Social Accountability Approaches: Supporting CSOs to realise better UHC health outcomes
Societal consensus on the goals of Universal Health Coverage (UHC)
provides communities ‘left behind’ with a potential space to have representation at all levels, and advocate for better health and well-being. Conceptually, this advocacy is not restricted to a single program or dimension of health. Current Global Health Initiatives (GHIs), however, are often program or disease specific, and correspondingly promote Civil Society Organizations (CSOs)’s work in these areas, to the detriment of issues that cut across the health system.
Program and disease focus is totally rational and understandable from the perspective of development assistance for health aiming to maximize measureable results. Further down the health systems pyramid, challenges, demands and resources become unavoidably more integrated. Frontline health workers tackle a vast demand and negotiate the resources of multiple fragmented programs. Overworked and overwhelmed CHWs already deal with more than they can manage in a timely fashion. Finally, communities and households rarely have a say in which health threat
needs to be addressed and where resources best serve them.
Ensuring platforms for the voice and collective action of service users is central to improving the performance of frontline service provision. It helps to redress power asymmetries and has positive system strengthening effects. It provides critical intelligence to guide investments that equitably strengthen systems. There is growing consensus that social accountability can provide these platforms for global health’s ultimate customer (communities left behind living in fragile, rural remote or urban poor
contexts or affected by stigma and discrimination that are at the heart of the UHC).

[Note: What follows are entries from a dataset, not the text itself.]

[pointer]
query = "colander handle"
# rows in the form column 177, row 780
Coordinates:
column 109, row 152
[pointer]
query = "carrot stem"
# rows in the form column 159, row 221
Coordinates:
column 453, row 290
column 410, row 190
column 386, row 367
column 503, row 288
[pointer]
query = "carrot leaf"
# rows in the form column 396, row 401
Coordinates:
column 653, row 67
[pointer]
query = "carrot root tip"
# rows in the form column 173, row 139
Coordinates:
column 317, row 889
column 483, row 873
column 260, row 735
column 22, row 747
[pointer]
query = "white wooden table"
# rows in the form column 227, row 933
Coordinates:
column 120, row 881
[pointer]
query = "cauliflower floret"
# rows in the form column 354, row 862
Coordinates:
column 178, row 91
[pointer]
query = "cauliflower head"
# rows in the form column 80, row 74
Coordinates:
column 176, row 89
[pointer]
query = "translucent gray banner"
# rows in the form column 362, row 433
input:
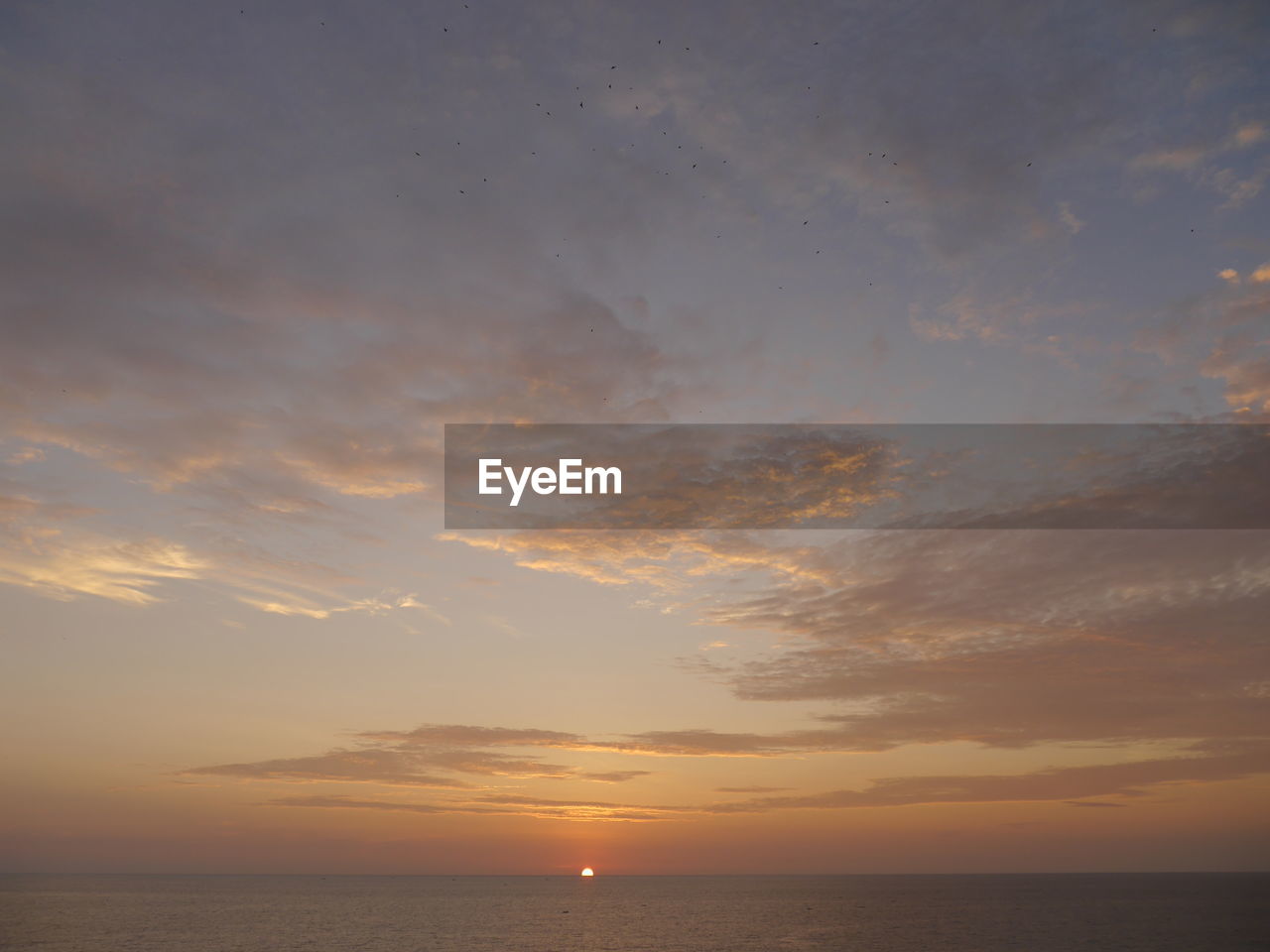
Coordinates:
column 878, row 476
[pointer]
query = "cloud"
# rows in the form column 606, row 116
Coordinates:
column 1128, row 779
column 64, row 566
column 1071, row 784
column 1069, row 218
column 367, row 766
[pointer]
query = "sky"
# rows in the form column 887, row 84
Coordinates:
column 257, row 255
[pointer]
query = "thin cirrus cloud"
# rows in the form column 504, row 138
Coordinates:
column 1075, row 785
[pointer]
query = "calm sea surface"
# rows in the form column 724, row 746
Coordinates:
column 1106, row 912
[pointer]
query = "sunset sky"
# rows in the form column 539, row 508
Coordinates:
column 257, row 255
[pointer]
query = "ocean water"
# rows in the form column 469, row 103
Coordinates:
column 1061, row 912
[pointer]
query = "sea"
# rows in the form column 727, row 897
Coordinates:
column 1051, row 912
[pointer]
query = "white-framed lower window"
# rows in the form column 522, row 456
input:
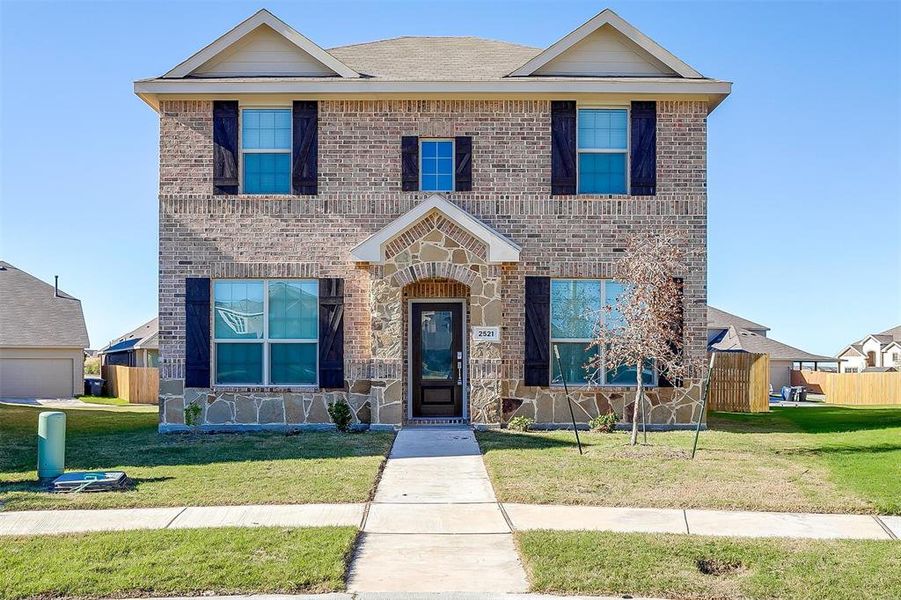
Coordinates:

On behalf of Gavi, GFATM, GFF, UHC2030 and SUN CSO constituencies, we are asking GHI donors to consider country based social accountability approaches as a transformative mechanism to strengthening community engagement, empowerment and service delivery outcomes during replenishment and funding commitments. With quality design and implementation, this can offer redress to policy blind spots, improve service and even potentially provide actionable signals to build PHC systems more holistically, beyond individual GHI program needs.